Consistency played an important role throughout the project.
A reusable design system was created to standardize:
- Colors.
- Typography.
- Components.
- Buttons.
- Form controls.
- Icons.
- Spacing.
- Layout patterns.
The system ensures a cohesive experience while making future product expansion easier.
High-Fidelity Designs
The final interface emphasizes focus, clarity, and simplicity.
The design minimizes distractions, allowing students to concentrate on learning rather than navigating the interface.

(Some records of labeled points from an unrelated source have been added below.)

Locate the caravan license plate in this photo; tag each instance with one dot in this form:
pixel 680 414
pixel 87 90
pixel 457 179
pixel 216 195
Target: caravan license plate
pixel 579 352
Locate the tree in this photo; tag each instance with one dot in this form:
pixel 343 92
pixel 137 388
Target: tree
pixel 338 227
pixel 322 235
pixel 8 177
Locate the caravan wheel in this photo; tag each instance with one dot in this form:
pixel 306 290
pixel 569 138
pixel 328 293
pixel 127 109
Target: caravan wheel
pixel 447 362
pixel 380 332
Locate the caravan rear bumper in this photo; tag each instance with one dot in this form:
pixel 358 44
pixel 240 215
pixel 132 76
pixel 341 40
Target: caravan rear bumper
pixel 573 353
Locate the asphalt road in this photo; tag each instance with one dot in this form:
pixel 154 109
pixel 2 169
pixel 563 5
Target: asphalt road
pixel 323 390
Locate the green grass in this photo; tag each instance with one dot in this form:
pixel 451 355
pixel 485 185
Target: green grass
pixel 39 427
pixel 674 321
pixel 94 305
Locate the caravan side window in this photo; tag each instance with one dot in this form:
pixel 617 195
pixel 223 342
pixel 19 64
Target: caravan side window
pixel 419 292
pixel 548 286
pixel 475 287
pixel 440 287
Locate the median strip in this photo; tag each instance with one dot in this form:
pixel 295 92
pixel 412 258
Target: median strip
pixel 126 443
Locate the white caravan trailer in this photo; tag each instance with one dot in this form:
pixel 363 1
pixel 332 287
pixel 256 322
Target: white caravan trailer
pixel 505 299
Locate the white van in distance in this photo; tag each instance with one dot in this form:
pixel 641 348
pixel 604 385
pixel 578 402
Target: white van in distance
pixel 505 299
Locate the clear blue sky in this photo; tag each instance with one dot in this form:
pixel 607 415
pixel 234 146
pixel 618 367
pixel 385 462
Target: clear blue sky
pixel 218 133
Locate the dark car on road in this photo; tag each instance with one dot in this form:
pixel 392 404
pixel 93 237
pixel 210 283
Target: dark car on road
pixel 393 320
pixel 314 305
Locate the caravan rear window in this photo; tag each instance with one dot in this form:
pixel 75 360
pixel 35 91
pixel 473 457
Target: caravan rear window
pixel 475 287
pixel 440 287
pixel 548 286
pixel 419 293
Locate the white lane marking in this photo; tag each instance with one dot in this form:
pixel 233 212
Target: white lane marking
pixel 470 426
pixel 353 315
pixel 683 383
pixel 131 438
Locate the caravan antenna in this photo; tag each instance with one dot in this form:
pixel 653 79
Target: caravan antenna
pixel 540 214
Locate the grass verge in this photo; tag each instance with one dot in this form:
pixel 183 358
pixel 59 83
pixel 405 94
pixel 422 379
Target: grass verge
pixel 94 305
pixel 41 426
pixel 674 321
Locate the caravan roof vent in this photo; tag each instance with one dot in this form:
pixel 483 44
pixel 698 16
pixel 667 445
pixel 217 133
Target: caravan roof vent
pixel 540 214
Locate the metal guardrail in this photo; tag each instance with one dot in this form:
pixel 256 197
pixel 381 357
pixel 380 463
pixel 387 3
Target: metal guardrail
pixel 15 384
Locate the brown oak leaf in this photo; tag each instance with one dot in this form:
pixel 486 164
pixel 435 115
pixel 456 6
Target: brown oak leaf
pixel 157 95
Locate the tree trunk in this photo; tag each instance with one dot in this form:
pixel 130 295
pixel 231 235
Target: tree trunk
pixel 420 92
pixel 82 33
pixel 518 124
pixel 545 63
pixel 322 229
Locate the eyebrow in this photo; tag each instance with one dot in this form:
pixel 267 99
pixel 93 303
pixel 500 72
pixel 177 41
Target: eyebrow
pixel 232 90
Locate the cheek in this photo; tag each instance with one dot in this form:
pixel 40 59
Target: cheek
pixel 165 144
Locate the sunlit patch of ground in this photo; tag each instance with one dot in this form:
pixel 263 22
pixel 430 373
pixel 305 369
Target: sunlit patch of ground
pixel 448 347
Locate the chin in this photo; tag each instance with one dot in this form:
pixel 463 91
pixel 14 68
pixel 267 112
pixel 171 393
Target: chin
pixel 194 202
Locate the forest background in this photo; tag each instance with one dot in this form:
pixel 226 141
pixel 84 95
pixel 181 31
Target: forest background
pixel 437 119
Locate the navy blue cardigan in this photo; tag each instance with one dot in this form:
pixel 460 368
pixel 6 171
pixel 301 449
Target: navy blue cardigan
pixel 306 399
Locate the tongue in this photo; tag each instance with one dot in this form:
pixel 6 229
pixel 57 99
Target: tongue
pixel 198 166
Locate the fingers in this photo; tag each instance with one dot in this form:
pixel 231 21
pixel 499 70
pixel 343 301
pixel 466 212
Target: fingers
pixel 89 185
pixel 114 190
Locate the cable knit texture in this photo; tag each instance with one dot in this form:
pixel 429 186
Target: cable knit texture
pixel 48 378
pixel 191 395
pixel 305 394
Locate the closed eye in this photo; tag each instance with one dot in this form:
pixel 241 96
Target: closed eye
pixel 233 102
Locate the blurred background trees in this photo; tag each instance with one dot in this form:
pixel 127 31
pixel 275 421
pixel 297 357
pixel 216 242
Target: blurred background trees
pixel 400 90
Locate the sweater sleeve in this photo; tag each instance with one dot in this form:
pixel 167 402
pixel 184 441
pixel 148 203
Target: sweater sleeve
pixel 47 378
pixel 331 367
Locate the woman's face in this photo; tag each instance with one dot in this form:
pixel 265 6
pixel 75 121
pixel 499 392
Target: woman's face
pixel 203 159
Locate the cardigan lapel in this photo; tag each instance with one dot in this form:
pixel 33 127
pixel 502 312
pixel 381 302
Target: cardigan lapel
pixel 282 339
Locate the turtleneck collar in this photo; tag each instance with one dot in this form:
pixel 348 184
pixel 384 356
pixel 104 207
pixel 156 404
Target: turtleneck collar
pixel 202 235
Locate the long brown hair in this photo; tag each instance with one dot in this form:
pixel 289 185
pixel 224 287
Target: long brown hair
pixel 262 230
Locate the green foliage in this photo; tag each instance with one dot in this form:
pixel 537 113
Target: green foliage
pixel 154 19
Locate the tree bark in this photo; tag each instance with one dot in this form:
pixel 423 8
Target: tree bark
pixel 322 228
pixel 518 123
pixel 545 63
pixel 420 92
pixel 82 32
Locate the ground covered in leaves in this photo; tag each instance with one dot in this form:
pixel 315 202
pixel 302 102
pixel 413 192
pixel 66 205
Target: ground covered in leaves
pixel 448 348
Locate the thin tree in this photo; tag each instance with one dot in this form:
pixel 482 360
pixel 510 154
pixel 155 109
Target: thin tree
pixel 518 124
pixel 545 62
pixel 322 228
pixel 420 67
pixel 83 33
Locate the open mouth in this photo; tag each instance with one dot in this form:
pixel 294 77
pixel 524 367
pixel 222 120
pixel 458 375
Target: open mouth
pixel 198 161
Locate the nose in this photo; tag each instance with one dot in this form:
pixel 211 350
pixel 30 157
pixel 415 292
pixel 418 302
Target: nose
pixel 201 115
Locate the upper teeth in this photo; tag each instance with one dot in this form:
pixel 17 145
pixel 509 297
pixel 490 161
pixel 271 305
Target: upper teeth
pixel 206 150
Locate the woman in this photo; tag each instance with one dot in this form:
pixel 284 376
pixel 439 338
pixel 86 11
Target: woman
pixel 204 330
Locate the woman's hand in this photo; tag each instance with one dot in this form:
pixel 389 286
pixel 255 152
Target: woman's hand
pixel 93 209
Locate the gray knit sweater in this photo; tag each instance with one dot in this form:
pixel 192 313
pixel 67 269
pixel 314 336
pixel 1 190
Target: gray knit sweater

Every screen was optimized for mobile-first use while remaining fully responsive across larger devices.
Challenges
Building StudyEezy wasn't just about integrating AI into a learning platform. The biggest challenge was deciding where AI should help and where it should intentionally step back.
Every product decision had to support one principle: AI should improve learning without replacing it.
Preventing AI Dependency
One of the biggest product challenges was resisting the temptation to let AI answer every questionStudents are encouraged to attempt answers, discuss ideas with peers, and think critically before requesting AI feedback.
Balancing Simplicity With Flexibility
The interface was intentionally designed to guide students naturally from one learning activity to the next while minimizing unnecessary complexity.
Building A Complete Learning Workflow
Designing a workflow where each feature naturally supports the next was an important product challenge that influenced both the information architecture and the overall user experience.
Key Learnings
This project strengthened my ability to:
- Transform personal experiences into product opportunities.
- Design products around clear product principles.
- Balance AI capabilities with user needs.
- Build feature ecosystems instead of isolated features.
- Design mobile-first learning experiences.
- Connect UX strategy with product engineering.
Most importantly, it reinforced the importance of solving meaningful problems instead of simply building impressive technology.
Closing Thoughts
StudyEezy began with a simple realization from my undergraduate years: the most effective ways to study were also the most time-consuming to prepare.
Rather than using AI to replace the learning process, I saw an opportunity to use it to remove the repetitive work that often prevents students from engaging in active learning. That philosophy shaped every design and engineering decision throughout the project.
StudyEezy reflects how I approach product design today, start with a real problem, design around human behavior, use technology intentionally, and create experiences that make complex tasks feel simple.